Report: Marine general's crude remarks, treatment of women, created a negative work environment

U.S. Marine Brig. Gen. Norman Cooling was the focus of an inspector general's investigation after the Senate Armed Services Committee complained about his behavior in February 2018.


By TOM VANDEN BROOK | USA Today | Published: June 20, 2019

WASHINGTON (Tribune News Service) — The Marine Corps Commandant's former representative to Congress bullied his staff – including saying he'd castrate one of them – devalued women and created a negative work environment, according to a Pentagon Inspector General report released Wednesday.

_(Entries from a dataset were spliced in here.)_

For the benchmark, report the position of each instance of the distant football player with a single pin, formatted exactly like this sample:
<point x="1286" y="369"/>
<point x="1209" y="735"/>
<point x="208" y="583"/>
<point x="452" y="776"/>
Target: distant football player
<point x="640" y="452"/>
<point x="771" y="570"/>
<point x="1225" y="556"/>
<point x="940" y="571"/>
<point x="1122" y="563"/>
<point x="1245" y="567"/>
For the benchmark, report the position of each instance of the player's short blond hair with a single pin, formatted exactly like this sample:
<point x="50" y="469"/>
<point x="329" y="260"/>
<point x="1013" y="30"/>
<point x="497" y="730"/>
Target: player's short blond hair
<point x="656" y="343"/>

Brig. Gen. Norman Cooling was the focus of the inspector general's investigation after the Senate Armed Services Committee complained about his behavior in February 2018. The inspector general referred Cooling's case back to the Marine Corps for discipline, and officials there are reviewing the report, Maj. Brian Block, a Marine spokesman, said Wednesday.

In a letter to investigators, Cooling challenged their findings. He wrote that "aggressive leadership is incorrectly deemed by the investigator to be negative.

"It was my responsibility to maintain the trust and confidence of my subordinates and I clearly pressed them to the point where some experienced work-related stress and may have questioned my motivations," he wrote. "It should be noted that the comments perceived by some as inappropriate were related to substandard performance."

The Marine Corps removed Cooling from his post after seven months. He is currently assigned to the Marine Corps headquarters, Block said.

In a statement, Cooling said the investigation showed that he broke no laws. He also thanked the Marine Corps, which he called his life for 33 years.

“My intent was always to increase the performance of the office, but I did not account for the politically charged environment in which it operates," Cooling said. "I inadvertently offended some through random remarks that were taken in a different context than I intended."

The report on Cooling comes as the military continues to address abuse in its ranks, including sexual harassment and assault. In its latest report, the Pentagon found that reports of sexual assault, for example, had increased 38% from 2016 to 2018.

Among the allegations substantiated by the inspector general against Cooling:

"He publicly yelled to a staff member that if the staff member did not give him requested budget information he would castrate the staff member."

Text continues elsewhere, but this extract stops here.